Toy Story 3 Photograph by Buena Vista Pictures/Everett Collection

Walt Disney isn’t done playing with Woody and Buzz.

The company promised Wall Street analysts this morning it will release a fourth iteration of Pixar’s Toy Story franchise on June 16, 2017. And it has the same old gang lined up: Tom Hanks, Tim Allen, and the director John Lasseter. “These wonderful characters are clearly just as relevant and beloved as ever,” Disney Chief Executive Robert Iger said on the conference call.

Apparently, Lasseter wasn’t too keen on a fourquel. Here’s how he described the evolution of the project in a statement this morning:

Toy Story 3 ended Woody and Buzz’s story with Andy so perfectly that for a long time, we never even talked about doing another Toy Story movie. But when Andrew [Stanton], Pete [Docter], Lee [Unkrich], and I came up with this new idea, I just could not stop thinking about it.”

The money probably isn’t shabby, either. When factoring in inflation, it’s hard to best the piles of box-office booty pulled in by such Disney classics as Bambi and Snow White. But still, the third Toy Story was a blockbuster by any measure.

Toy Story is also one of the rare franchises that has become only more profitable over time. Of course, the plotline might be getting a little thin at this point. No one wants to watch a 30-something playing with action figures. Disney might find more upside in a Finding Nemo sequel, which is allegedly in the works for 2016.
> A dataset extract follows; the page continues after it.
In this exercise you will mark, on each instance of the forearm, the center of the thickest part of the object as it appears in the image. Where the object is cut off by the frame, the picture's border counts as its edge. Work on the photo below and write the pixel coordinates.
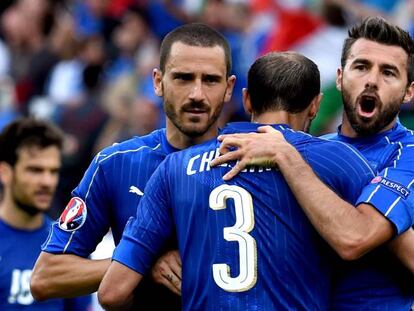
(116, 291)
(350, 231)
(403, 248)
(66, 276)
And the budget for a fourth Toy Story can’t be cheap. Hanks doesn’t work for peanuts, and everyone else on the project knows how lucrative it might be. At the end of the day, the return on investment might be better for something like Big Hero 6, an all-new Disney animation property that makes its debut tonight. Analysts expect the film to gross almost $60 million in U.S. theaters this weekend—about $15 million more than the original Toy Story.